Whether or not public figures donate money, and how much, has been put under the spotlight. Yao Ming, Zhang Ziyi and other full-fledged stars have all been subjected to a game by which we decide their hero status on the basis of how much they donate.
In the midst of the Yushu relief effort, this game has once again prepossessed Internet users in China. Who is giving more — private enterprises or state-owned enterprises? Chinese companies or international ones? Why aren’t industry monopolies giving more money? And these rough-handed property development companies of ours — what are they up to? The stars, the rich, the prominent — where do they stand?
This whole process exposes our tendency as a people to set moral benchmarks too high. It’s not bad for a person to act as a selfless sage, but we cannot point to sainthood as the basic standard to which all people must adhere.
The end result of setting such impossible standards is not the general improvement of society, but rather greater hypocrisy and repression. This is a lesson the Cultural Revolution has already taught us.
There are a few distinctions we need to be clear about. First, social responsibility and charity are not the same thing. In the midst of disaster, we’ve seen many companies making donations, and that is their social responsibility. Bearing an appropriate degree of social responsibility is a basic bottom line for any company’s survival. But we have to separate this social responsibility from charity.

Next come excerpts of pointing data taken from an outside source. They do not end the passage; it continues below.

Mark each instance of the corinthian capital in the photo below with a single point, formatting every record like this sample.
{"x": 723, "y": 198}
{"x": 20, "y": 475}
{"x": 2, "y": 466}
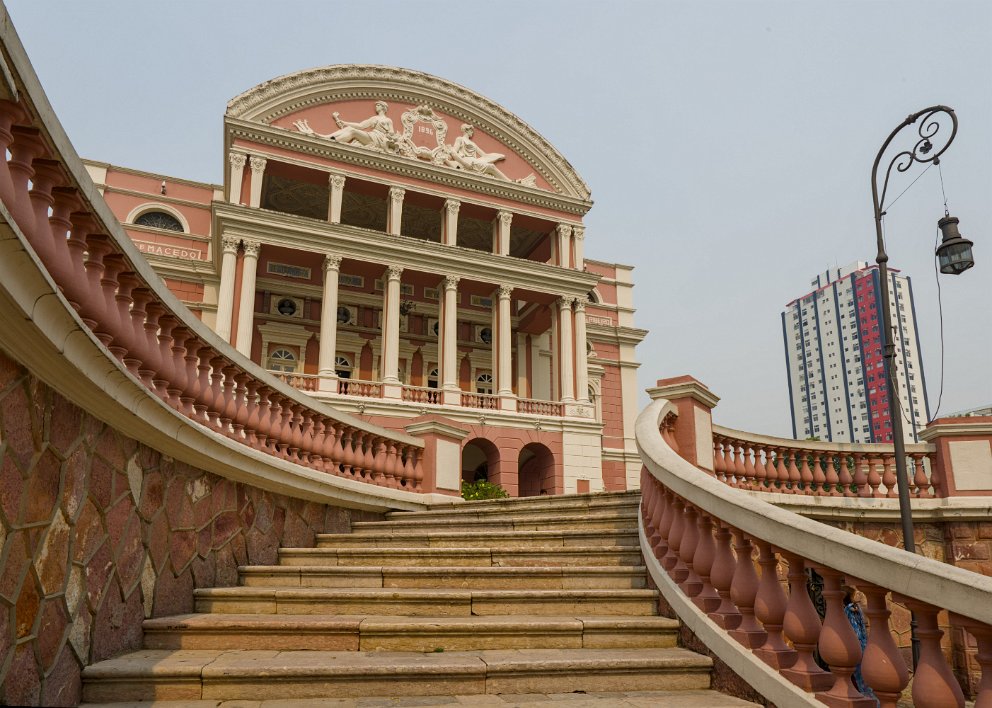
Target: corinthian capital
{"x": 252, "y": 248}
{"x": 230, "y": 244}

When foreign business owners make contributions to a cause, their means of doing so differs clearly from what we see in China. When they announce the amount of their donation, they make clear whether the donation is made in the name of a foundation (set up by the owner, with private funds), privately, or in the name of the company. In the first instances, the act can understood as charity.
By contrast, the vast majority of mainland companies are announcing the amounts of corporate donations. As I understand it, some even announce combined amounts comprising monies donated by the company itself and donations contributed from individual employees. Setting aside the contributions from employees, these corporate donations can be construed as acts of social responsibility. They are meant to make a favorable public impression, and the companies can count on social returns — although I would encourage them not to focus overly on what they get in return. Charity, on the other hand, arises out of my own personal moral convictions, and it cannot be done out of consideration for what I might get in return — lest it become hypocrisy.
Secondly, relief efforts made in good faith must not be subject to hype. To those companies who take part in the relief effort principally out of consideration for positive publicity, we must ask: in a normal market environment, companies are for-profit entities, but in the event of a disaster, can we not for a moment suspend market rules?
Third, donations should be made not out of duress exercised with enmity against those who have, but should instead be an act of gratitude. Disaster relief donations should come from a willingness to help. What we need from everyone at such a time as this is earnestness and care, regardless of how big or small a company is, or how rich or poor a person is.
As for those of us individuals who donate, we can make concrete calculations about how much material help we have provided to the victims of this disaster. But we cannot possibly estimate the effect the strength and spirit of those affected by the disaster has had on us. So perhaps it is more appropriate to talk not about what we have given, but about what we have received.